Religious Movements during the Mughal Period

Religious Movements during the Mughal Period:

The Mughal period witnessed conflicting trends of liberalism and Catholicity on the one hand and rigid exclusiveness and conservatism on the other. However, there emerged a broad consensus that placed religion above Puritanism and class exclusiveness.

The Sikh Religion:

The legacy of Guru Nanak and the institution of Guruship was carried forward by the first four Gurus. The fight Guru, Arjan Das (1581-1606), was a great organizer. His great achievement was the compilation of a holy book known as Adi Granth and popularly called Granth Sahib. The book compiled in 1604, marked by systematic arrangement is known as Adi Granth, the old book, just to distinguish it from the latest Dasam Granth, the book of the tenth Guru. It is popularly referred to as Granth Sahib as a mark of respect, and as Guru Granth Sahib to indicate that ‘it enjoys the status of the Guru’. Granth Sahib contains more than 900 of Nanak’s compositions and yet the biographical details are negligible. The hymns of the holy book- a source of divine wisdom and bliss inspired the devotees to lofty ideas of plain living and high thinking.

Islam:

The struggle between liberalism and conservatism was more pronounced among the Muslims than the Hindus. The strife between Shariat (Muslim Law) and tariqat (Sufism) became manifest in India. The official ulama, usually attached to the royal court, was hostile towards any religious movement.

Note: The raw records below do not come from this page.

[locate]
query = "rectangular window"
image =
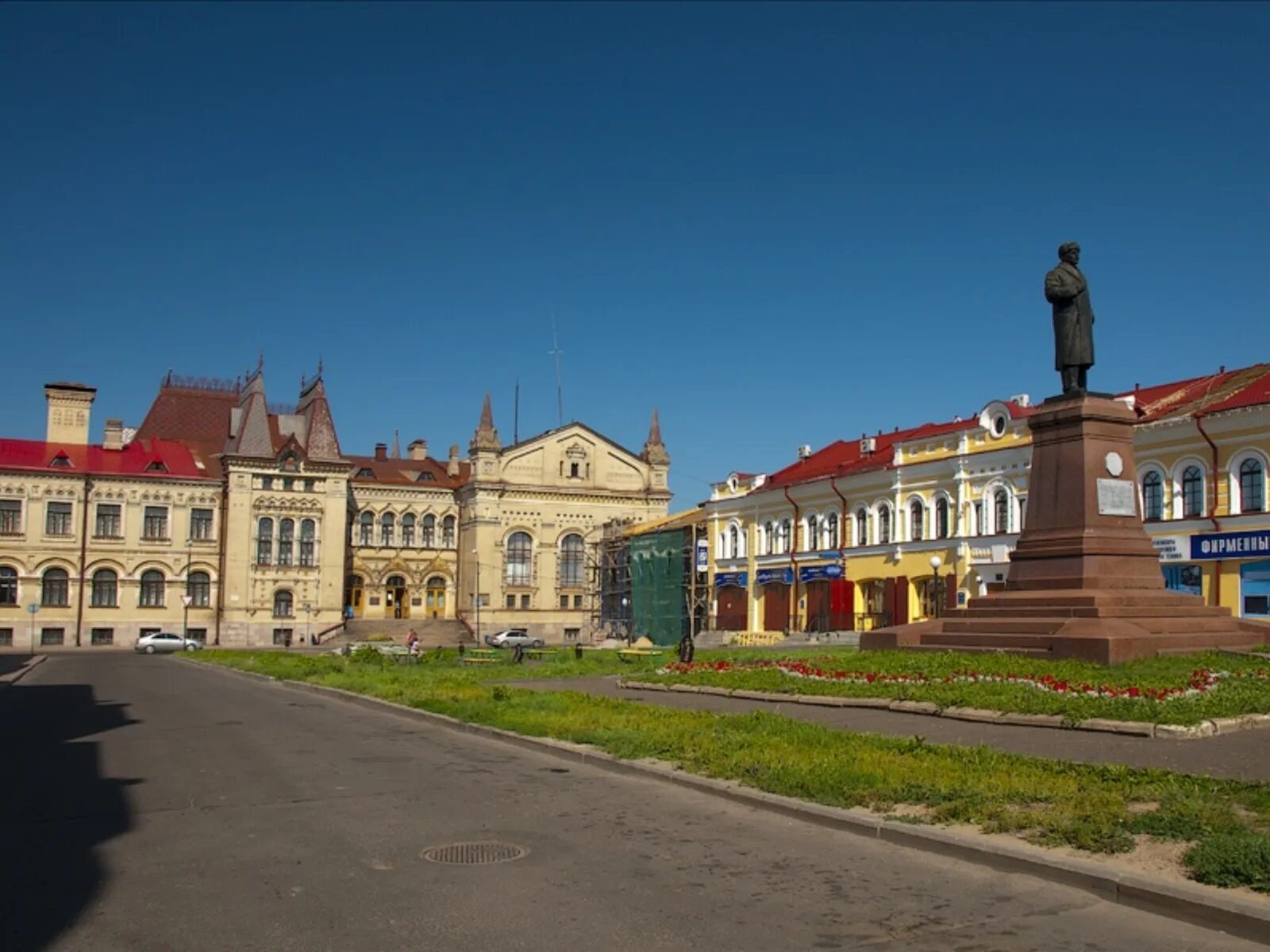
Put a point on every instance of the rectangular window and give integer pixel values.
(10, 517)
(200, 524)
(110, 520)
(156, 524)
(57, 518)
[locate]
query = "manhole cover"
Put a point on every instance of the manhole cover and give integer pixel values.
(474, 854)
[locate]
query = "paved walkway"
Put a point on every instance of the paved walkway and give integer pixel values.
(1244, 755)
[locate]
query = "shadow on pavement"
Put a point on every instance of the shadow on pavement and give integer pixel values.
(56, 808)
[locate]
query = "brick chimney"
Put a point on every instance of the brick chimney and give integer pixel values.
(114, 438)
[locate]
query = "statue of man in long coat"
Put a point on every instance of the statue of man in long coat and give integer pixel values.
(1068, 292)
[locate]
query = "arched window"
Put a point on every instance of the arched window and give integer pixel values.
(264, 543)
(1153, 497)
(106, 589)
(152, 588)
(1253, 486)
(520, 559)
(1001, 512)
(308, 537)
(572, 562)
(198, 587)
(286, 541)
(8, 585)
(55, 588)
(941, 518)
(1193, 492)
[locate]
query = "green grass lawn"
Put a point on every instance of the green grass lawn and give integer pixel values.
(1235, 695)
(1048, 803)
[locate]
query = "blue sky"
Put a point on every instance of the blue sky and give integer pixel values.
(779, 224)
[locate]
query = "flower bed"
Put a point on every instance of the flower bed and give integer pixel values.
(1202, 681)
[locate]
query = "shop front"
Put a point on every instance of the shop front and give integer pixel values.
(775, 584)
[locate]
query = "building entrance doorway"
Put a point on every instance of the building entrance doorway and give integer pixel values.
(355, 592)
(397, 598)
(436, 597)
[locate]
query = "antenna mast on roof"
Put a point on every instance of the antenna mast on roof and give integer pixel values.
(556, 352)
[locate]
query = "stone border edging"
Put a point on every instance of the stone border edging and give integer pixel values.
(18, 674)
(1102, 725)
(1191, 903)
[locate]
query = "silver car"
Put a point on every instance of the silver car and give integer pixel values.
(165, 641)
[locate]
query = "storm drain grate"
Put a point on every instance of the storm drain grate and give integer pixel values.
(474, 854)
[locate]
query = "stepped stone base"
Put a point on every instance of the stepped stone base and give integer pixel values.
(1085, 581)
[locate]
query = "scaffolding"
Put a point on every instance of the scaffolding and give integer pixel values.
(649, 581)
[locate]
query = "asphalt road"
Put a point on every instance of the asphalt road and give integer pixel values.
(150, 805)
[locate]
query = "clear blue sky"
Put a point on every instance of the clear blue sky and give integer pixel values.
(781, 225)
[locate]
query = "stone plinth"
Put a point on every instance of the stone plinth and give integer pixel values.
(1085, 581)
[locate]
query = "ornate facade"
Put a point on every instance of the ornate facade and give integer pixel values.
(245, 524)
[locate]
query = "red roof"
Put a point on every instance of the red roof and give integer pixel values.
(141, 457)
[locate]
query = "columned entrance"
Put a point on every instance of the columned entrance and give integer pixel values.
(436, 597)
(397, 598)
(355, 592)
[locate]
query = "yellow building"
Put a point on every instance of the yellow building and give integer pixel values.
(893, 527)
(247, 526)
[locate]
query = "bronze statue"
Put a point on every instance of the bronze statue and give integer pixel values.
(1068, 292)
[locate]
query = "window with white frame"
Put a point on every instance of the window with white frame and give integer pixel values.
(1253, 486)
(520, 559)
(916, 520)
(1193, 492)
(884, 524)
(1153, 497)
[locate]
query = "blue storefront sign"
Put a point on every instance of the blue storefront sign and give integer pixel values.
(1231, 545)
(814, 573)
(765, 577)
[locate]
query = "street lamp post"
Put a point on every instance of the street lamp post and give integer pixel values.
(935, 570)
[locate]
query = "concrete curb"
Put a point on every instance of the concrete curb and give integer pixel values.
(17, 676)
(1191, 903)
(1140, 729)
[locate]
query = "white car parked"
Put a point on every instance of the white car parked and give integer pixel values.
(165, 641)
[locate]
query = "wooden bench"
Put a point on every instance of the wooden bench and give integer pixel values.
(630, 654)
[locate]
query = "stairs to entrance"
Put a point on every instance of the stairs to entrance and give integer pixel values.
(433, 632)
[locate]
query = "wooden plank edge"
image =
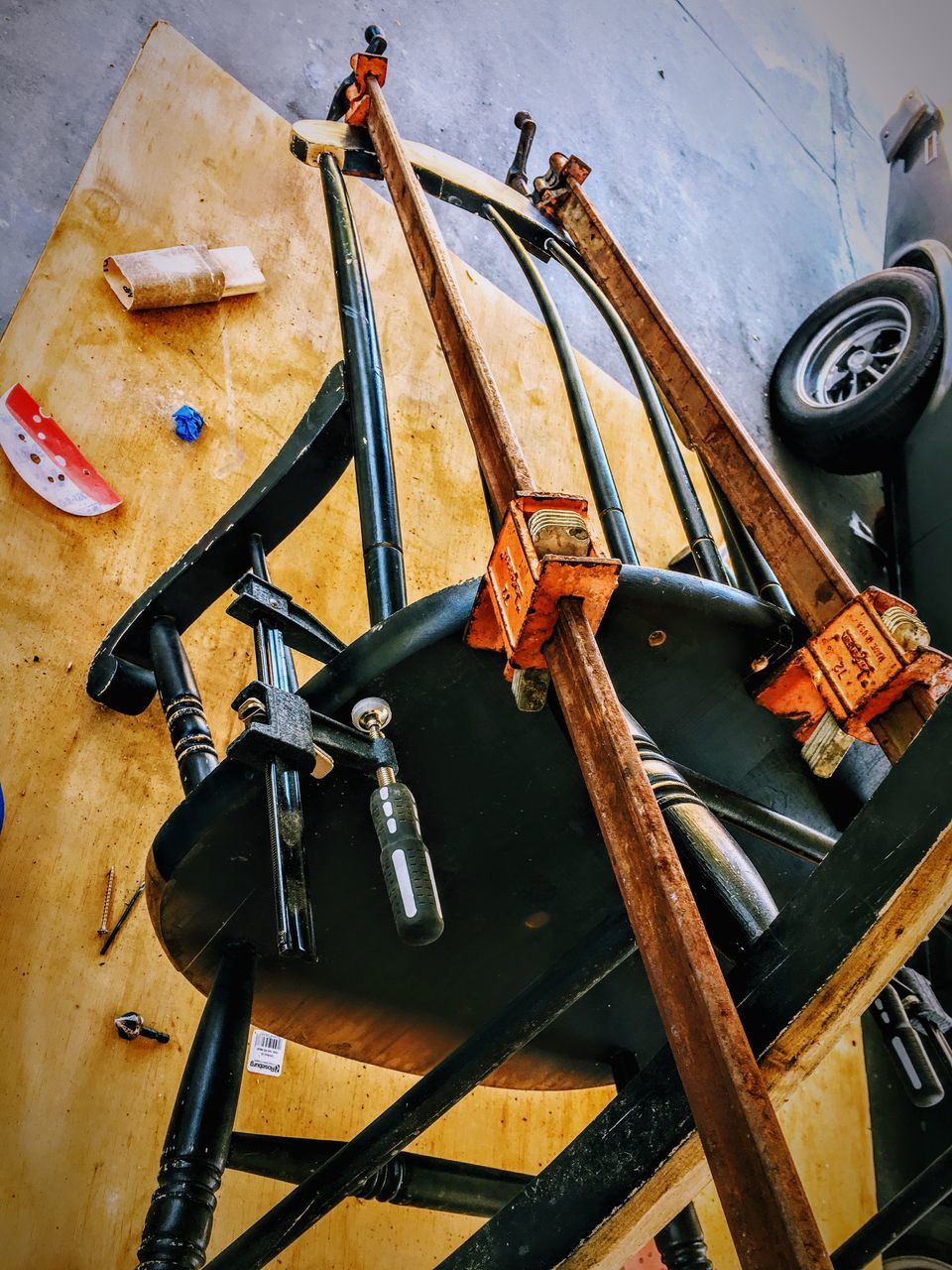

Babur, the founder of the Mughal Empire, was a devout Sunni, but tolerant towards the Shia faith. Akbar was confronted on the one hand by the bigoted Sunni ulama as well as the Sufis of the Chishtiya school. Akbar freed himself from the orthodox ulama and declared himself to be the spiritual and as well as secular head of the state. He promulgated a new religion called the Din-i-Ilahi in which the emperor appeared as a prophet. However, according to Abul Fazl, the emperor claimed neither to be a prophet nor an incarnation of God, but he was only a mujaddid (religious reformer).

Akbar’s belief in the concept of Wahdat-al-Wujud (unity of being) was accepted by many Sufi saints. But it was opposed by a group of orthodox thinkers, like Baqi Billah, who belonged to the orthodox Naqshbandi Sufi Sect. His spiritual successor was Shaikh Ahmad who denounced the religious practices of Hinduism. He believed that he was the renewer or the Mujaddid and he was ordained to restore Sunni orthodoxy to its pristine glory. But Aurangzeb was not an advocate of this belief, despite being enrolled in the Naqshbandi order in 1665.

The Qadiriyya order, popularized in the Punjab by Shaikh Abdul Qadir, strongly supported the doctrine of Wahdat-al-Wujud. Its disciple Miyan Mir (1635) emphasized the mystical element in Sufism. Both Dara and Jahanara enrolled as disciples of Miyan Mir. Daar declared the Vedas to be ‘heavenly books in point of time’ and ‘in conformity with the holy Koran’.

Aurangzeb’s reign heralded the triumph of Shariat against Tariqat. He laid special emphasis on theological studies which led to the compilation of Fatawwa-i-Alamgiri. With Aurangzeb’s death, the liberal and the orthodox trends in Sufism reappeared with some vigor. The Chishtiyya order reappeared under Sheikh Kalimullah.